Why are the same “frothing in the mouth” critics not mad that Leni also allowed a Napoles super-client inside her immaculately clean presence? Okay lang si Bong Revilla, but not Inday Sara who succeeded Leni to the vice-presidency?
And then again, whatever is wrong if Inday Sara, visiting Naga City and participating in some of the traditional religious rites of La Virgen de Penafrancia, sought to pay her respects to Leni Robredo, despite whatever snide remarks she may in the past have said about her host?
Yet, the same analysts, politicians, and whoever else have said nothing about Duran Duran jetting into the country for a one-night stand, serenading the President in a very exclusive “strictly by invitation only” birthday bash.
Of course our President wouldn’t be so stupid as to have the treasury shell out 60 million pesos to fund the visit of a washed-out circa 80s band, but was it right to accept the “gift” from private businessmen, as his newly minted press secretary justified?
The same self-styled analysts have not said anything about a Bible-thumping pastor turned congressman flaunting his Rolexes and Benzes’, or a congresswoman from one of the country’s poorest provinces going to the Batasan with multi-million peso Richard Mille wristwatches, or over the top handbags from Rue Faubourg St. Honore’s luxury fashion labels.
Or some other congresspersons wearing flashy but tasteless ternos while grilling poor resource persons in never-ending committee hearings in aid of publicity?

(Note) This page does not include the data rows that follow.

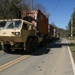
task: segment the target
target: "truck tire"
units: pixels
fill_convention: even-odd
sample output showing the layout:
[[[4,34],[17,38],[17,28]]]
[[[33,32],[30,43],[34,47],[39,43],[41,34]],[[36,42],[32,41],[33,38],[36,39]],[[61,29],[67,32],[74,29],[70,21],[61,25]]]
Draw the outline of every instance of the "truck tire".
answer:
[[[35,38],[34,39],[34,51],[37,50],[37,48],[38,48],[38,39]]]
[[[31,53],[33,51],[33,39],[32,38],[29,38],[28,41],[27,41],[27,45],[26,45],[26,52],[27,53]]]
[[[2,50],[5,52],[5,53],[11,53],[12,52],[12,49],[10,49],[10,45],[2,45]]]

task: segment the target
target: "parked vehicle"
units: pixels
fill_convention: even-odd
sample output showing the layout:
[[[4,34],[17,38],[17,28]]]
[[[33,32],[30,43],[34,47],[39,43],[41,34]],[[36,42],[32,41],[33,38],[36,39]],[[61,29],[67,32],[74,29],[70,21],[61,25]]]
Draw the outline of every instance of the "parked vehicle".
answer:
[[[0,42],[2,50],[10,53],[12,49],[26,50],[30,53],[38,45],[45,46],[48,40],[56,38],[56,29],[40,10],[21,12],[22,19],[0,20]]]

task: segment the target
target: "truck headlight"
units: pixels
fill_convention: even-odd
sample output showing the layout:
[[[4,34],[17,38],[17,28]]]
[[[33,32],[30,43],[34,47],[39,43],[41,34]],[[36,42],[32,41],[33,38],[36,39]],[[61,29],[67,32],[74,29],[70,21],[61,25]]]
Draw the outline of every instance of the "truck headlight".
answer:
[[[12,32],[13,35],[19,36],[20,32]]]

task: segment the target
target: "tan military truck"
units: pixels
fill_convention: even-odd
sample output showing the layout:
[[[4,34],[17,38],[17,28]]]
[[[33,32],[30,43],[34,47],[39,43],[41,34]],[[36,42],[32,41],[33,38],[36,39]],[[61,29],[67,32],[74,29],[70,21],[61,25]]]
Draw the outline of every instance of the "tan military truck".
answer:
[[[22,19],[0,20],[0,42],[4,52],[10,53],[12,49],[32,52],[42,41],[43,36],[32,23]]]

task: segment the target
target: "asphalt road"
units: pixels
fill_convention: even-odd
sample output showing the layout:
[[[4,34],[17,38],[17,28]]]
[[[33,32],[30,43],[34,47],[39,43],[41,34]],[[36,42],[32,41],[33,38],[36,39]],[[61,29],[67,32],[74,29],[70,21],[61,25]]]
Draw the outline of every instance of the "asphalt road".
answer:
[[[0,69],[0,75],[74,75],[65,40],[47,44],[30,55],[0,51]]]

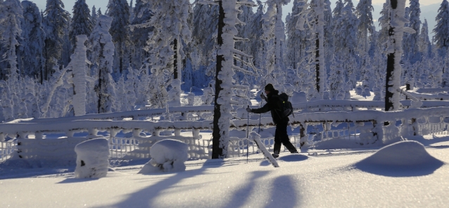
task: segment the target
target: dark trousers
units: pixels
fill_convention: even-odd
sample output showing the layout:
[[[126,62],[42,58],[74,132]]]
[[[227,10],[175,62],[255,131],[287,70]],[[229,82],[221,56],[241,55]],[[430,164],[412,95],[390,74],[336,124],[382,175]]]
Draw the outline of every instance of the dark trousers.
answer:
[[[281,122],[276,124],[276,132],[274,133],[274,153],[279,154],[281,152],[281,144],[286,147],[290,152],[296,151],[296,148],[290,142],[289,135],[287,134],[287,122]]]

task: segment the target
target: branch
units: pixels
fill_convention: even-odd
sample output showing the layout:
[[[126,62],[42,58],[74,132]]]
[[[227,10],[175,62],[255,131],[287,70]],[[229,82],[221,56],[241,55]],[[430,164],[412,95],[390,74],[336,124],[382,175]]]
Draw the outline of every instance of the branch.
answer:
[[[205,0],[199,0],[196,4],[210,4],[210,5],[219,5],[217,1],[205,1]]]

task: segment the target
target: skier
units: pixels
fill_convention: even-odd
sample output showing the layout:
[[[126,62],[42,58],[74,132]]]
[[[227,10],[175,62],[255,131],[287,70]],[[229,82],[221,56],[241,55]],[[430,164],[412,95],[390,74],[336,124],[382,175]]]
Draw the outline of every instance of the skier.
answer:
[[[281,109],[281,99],[279,97],[279,91],[274,90],[273,85],[268,84],[265,87],[265,97],[263,93],[260,94],[260,97],[265,99],[267,103],[259,109],[251,109],[249,107],[246,108],[248,112],[253,114],[263,114],[268,111],[271,111],[271,117],[273,118],[273,122],[276,125],[276,132],[274,133],[274,153],[272,154],[273,157],[277,158],[279,156],[281,152],[281,144],[284,145],[291,153],[298,153],[296,148],[290,142],[289,135],[287,134],[287,126],[289,125],[289,117],[282,117],[282,114],[277,110]]]

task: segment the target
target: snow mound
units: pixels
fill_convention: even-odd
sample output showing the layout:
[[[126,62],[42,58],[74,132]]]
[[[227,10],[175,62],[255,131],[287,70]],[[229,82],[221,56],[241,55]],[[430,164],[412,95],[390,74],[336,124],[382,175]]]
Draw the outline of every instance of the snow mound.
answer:
[[[366,163],[393,166],[419,165],[434,159],[416,141],[402,141],[386,146],[365,159]]]
[[[310,149],[355,149],[363,146],[356,143],[353,140],[346,138],[333,138],[331,140],[320,140],[312,143]],[[301,148],[303,149],[303,148]]]
[[[307,155],[300,154],[291,154],[286,156],[279,157],[277,160],[283,161],[300,161],[309,159]]]
[[[179,172],[186,170],[184,164],[189,159],[188,145],[175,140],[163,140],[153,145],[150,149],[151,159],[139,173]]]
[[[109,142],[103,138],[89,140],[75,147],[77,178],[102,178],[108,173]]]
[[[431,174],[443,164],[430,155],[422,144],[407,140],[380,149],[355,167],[386,176],[417,176]]]

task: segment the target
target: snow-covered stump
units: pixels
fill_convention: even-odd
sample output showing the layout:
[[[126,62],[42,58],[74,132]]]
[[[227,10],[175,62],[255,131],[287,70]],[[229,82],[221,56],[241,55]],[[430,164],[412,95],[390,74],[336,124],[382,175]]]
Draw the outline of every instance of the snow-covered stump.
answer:
[[[178,140],[167,139],[157,142],[150,149],[151,159],[139,173],[184,171],[186,170],[184,163],[189,159],[187,150],[188,145]]]
[[[89,140],[75,147],[77,178],[103,178],[108,173],[109,145],[104,138]]]

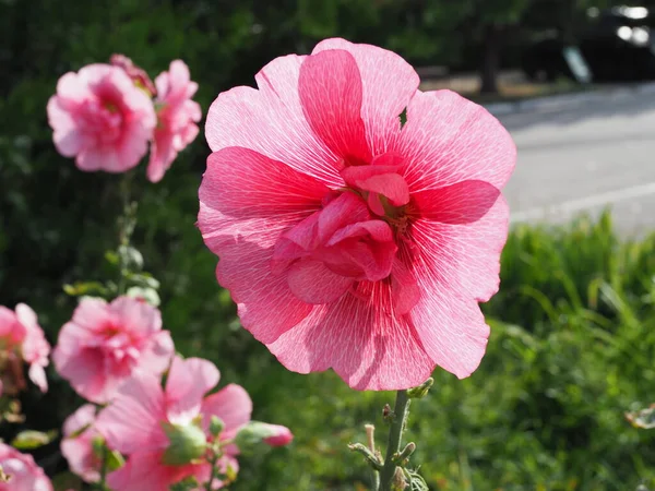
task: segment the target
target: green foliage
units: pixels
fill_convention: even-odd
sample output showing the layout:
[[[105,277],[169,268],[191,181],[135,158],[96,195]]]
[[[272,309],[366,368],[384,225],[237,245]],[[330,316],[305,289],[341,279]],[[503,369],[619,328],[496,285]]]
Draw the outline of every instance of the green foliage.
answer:
[[[25,430],[21,431],[12,441],[11,446],[22,451],[38,448],[39,446],[47,445],[57,438],[59,432],[57,430],[43,431]]]

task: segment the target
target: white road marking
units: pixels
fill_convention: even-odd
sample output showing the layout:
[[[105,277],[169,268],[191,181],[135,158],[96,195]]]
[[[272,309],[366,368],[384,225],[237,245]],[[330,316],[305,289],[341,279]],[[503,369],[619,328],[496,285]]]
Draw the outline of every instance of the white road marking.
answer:
[[[568,215],[571,213],[593,208],[595,206],[619,203],[621,201],[647,196],[651,194],[655,194],[655,182],[650,182],[647,184],[641,185],[633,185],[631,188],[608,191],[599,194],[592,194],[591,196],[564,201],[563,203],[559,203],[551,206],[541,206],[536,208],[529,208],[525,212],[516,212],[511,214],[510,220],[512,223],[531,221],[538,220],[552,215]]]

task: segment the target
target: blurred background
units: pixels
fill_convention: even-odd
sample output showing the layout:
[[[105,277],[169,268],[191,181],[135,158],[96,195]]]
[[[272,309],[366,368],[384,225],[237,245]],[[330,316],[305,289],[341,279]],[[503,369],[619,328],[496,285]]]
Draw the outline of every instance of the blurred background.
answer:
[[[62,284],[103,279],[118,240],[120,177],[80,172],[52,145],[45,108],[63,73],[122,52],[154,77],[180,58],[206,112],[277,56],[331,36],[377,44],[412,62],[424,88],[487,105],[519,146],[501,290],[484,306],[489,352],[465,381],[434,373],[413,406],[413,462],[433,490],[651,487],[655,438],[623,412],[655,400],[655,1],[623,3],[0,0],[0,303],[29,303],[53,344],[75,306]],[[194,226],[203,140],[159,184],[138,169],[134,243],[162,282],[178,349],[215,361],[222,383],[250,392],[255,419],[296,434],[243,457],[234,489],[368,489],[346,444],[365,422],[382,427],[393,395],[290,373],[239,327]],[[48,394],[23,400],[41,430],[80,404],[49,375]],[[51,475],[66,468],[56,445],[36,457]]]

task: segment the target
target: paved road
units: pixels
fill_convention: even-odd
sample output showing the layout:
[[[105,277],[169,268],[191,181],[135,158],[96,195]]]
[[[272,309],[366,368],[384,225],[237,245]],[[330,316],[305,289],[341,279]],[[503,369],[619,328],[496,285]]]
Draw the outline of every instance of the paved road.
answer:
[[[655,94],[500,117],[519,147],[513,221],[562,223],[611,206],[627,236],[655,230]]]

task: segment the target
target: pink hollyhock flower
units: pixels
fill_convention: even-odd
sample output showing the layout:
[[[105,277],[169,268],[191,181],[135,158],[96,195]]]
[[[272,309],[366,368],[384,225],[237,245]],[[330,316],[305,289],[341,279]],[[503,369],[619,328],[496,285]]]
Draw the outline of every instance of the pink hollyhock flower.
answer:
[[[48,101],[55,146],[81,170],[124,172],[147,152],[156,116],[153,101],[118,67],[90,64],[69,72]]]
[[[108,446],[129,456],[123,467],[108,475],[111,489],[160,491],[192,476],[206,483],[211,465],[204,455],[212,416],[224,423],[219,439],[229,440],[252,411],[250,397],[238,385],[204,397],[218,378],[207,360],[176,357],[165,390],[151,373],[134,375],[119,390],[96,422]],[[237,453],[234,445],[225,447],[219,462],[224,471],[227,466],[238,469]]]
[[[264,443],[266,443],[267,445],[284,446],[288,445],[294,440],[294,434],[291,433],[291,430],[289,430],[287,427],[282,427],[279,424],[269,424],[269,428],[271,429],[273,435],[264,439]]]
[[[0,467],[9,482],[0,482],[0,491],[52,491],[52,483],[32,455],[0,443]]]
[[[515,146],[483,107],[343,39],[212,105],[199,227],[242,325],[290,370],[400,390],[468,376],[499,285]],[[406,123],[401,123],[406,118]]]
[[[121,68],[139,88],[147,91],[153,96],[157,94],[155,84],[153,84],[145,70],[136,67],[130,58],[124,55],[111,55],[109,61],[114,67]]]
[[[135,371],[164,372],[174,351],[154,307],[130,297],[85,298],[61,328],[52,361],[78,394],[105,404]]]
[[[195,123],[202,117],[200,105],[191,100],[198,84],[191,82],[189,68],[183,61],[171,61],[169,71],[162,72],[155,84],[157,128],[147,165],[147,178],[152,182],[162,180],[178,152],[195,139],[199,131]]]
[[[50,345],[46,340],[44,331],[38,325],[34,311],[25,303],[19,303],[15,312],[0,306],[0,342],[8,355],[8,362],[23,360],[29,364],[29,380],[34,382],[41,392],[48,390],[45,368],[48,366]],[[14,363],[15,364],[15,363]],[[23,388],[22,369],[14,367],[13,383],[15,390]]]
[[[86,482],[100,480],[100,457],[94,452],[94,441],[102,439],[94,427],[96,408],[86,404],[63,422],[61,453],[69,463],[71,471]]]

Or the supposed purchase of a building in Paris’ Rive Droite by the fabulously entitled and uber-powerful party list congressman?
“Katas ng pork barrel”?
The former president who now represents a district in Pampanga, whose landed aristocracy once upon a time preened each year at the Manila Hotel in exquisite gowns and ear-tearing diamonds for La Mancomunidad Pampanguena to compete with the Negrense’s Kahirup Ball, is the epitome of simplicity in her business attire while attending hearings and sessions in the House.
Neither did these commentators, the undisputed “marites” of YouTube, who conjure political significance in everything and anything, question the boorishness of the “honorable” members of Congress when they make salacious remarks on the purely private concerns of their intended victims, or badger them into incriminating themselves even as they already face charges in legitimate courts of law.
Some barangay chairmen probably sporting the prefix “honorable” to their names may well deserve the appellation more than some of our legislators.
Now the latest brouhaha is about the vice-president taking a side trip to Calaguas Island in Camarines Norte after visiting the venerated “Ina” in Naga, thus missing (intentionally they know) the hearings in Congress about her expenditure of funds illegally transferred by DBM from the allocated funds of the Office of the President.
But then pray tell, is visiting a heretofore unknown slice of paradise in the Pacific that is incontestably Philippine territory so grievous as against jetting to Singapore for the F-1 event which mercifully our President did not do this year, a self-abnegating sacrifice as touted by the newly minted chief communications officer of the palace?
Human beings have a right to relax and unwind, and at least in the case of our beleaguered because ill-advised Numero Dos, visiting an island in the Pacific demonstrates her commitment to “LOVE the Philippines.”